Perennial herbaceous plants in seasonal temperate climates must form belowground storage organs to contain carbohydrates for seasonal regrowth and to mitigate disturbance and damage. The factors that dictate the size and turnover of these organs are still little understood.
According to the Integrator-Splitter Hypothesis, storage organ persistence decreases with greater moisture and nutrient availability. The Resprouter-Seeder Hypothesis predicts that investments into storage organs are the largest when severe disturbances occur at an intermediate frequency.
Additionally, according to the Carbon Surplus Hypothesis, storage organ size should increase with lower nutrient availability. We measured storage organ traits (lateral spread and persistence) and size parameters for more than 200 species of clonal perennial herbs and assessed their relationship with different environmental gradients linked to productivity (moisture and nutrients) and disturbance regime (disturbance frequency and severity).
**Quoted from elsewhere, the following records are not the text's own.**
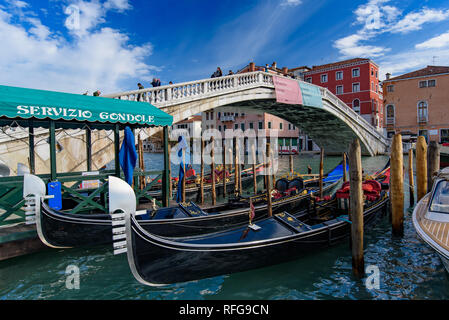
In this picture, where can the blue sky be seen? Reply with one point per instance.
(110, 45)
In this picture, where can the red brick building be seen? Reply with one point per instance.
(355, 82)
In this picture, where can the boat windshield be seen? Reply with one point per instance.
(440, 201)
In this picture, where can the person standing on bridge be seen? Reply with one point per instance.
(140, 86)
(217, 73)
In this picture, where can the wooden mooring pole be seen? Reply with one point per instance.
(433, 163)
(253, 151)
(224, 167)
(421, 167)
(356, 208)
(184, 176)
(212, 171)
(202, 173)
(269, 205)
(397, 186)
(290, 157)
(321, 171)
(410, 178)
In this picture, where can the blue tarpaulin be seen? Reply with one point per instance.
(182, 145)
(335, 174)
(128, 155)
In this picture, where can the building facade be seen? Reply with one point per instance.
(355, 82)
(417, 103)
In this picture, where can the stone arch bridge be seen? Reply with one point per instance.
(331, 124)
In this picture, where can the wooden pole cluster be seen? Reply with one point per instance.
(321, 171)
(184, 176)
(142, 181)
(356, 208)
(202, 173)
(410, 177)
(269, 205)
(212, 170)
(397, 186)
(433, 163)
(253, 151)
(236, 166)
(224, 168)
(421, 167)
(291, 157)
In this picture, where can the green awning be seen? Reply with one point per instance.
(23, 103)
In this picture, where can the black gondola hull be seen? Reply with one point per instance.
(157, 262)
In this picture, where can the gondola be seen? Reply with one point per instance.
(193, 188)
(60, 229)
(431, 217)
(158, 261)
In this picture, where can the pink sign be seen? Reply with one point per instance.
(287, 90)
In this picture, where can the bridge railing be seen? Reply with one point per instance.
(187, 90)
(178, 93)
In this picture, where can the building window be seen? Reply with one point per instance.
(339, 89)
(423, 133)
(390, 114)
(444, 135)
(423, 84)
(323, 78)
(356, 105)
(422, 112)
(339, 75)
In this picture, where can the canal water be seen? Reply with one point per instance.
(409, 269)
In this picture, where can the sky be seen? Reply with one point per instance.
(111, 45)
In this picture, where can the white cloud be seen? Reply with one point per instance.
(414, 21)
(376, 18)
(96, 58)
(440, 41)
(120, 5)
(350, 47)
(291, 3)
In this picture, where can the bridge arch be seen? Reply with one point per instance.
(332, 126)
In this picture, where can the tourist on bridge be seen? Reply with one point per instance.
(140, 86)
(217, 73)
(156, 82)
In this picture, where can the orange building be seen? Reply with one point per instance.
(417, 103)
Additionally, we included plant height to account for potential scaling relationships between these traits and plant size. Disturbance frequency had negative effects on storage organ size and turnover, other environmental parameters (moisture and disturbance severity) had positive effects.
Storage organ volume correlated strongly with organ diameter and plant size (height). The divergence between lateral spread and persistence along the moisture gradient supported the Integrator-Splitter Hypothesis and reduction of volume and storage organ persistence under greater disturbance frequency supported the Resprouter-Seeder Hypothesis.
Storage organ size was not affected by nutrient availability; thus our results contradict the Carbon Surplus Hypothesis. Although this is important evidence for plant allocation and storage strategy, future studies will need to include measurements of storage organ carbohydrate content to understand the difference in allocation between investment into structural growth as opposed to stored carbohydrates for later use.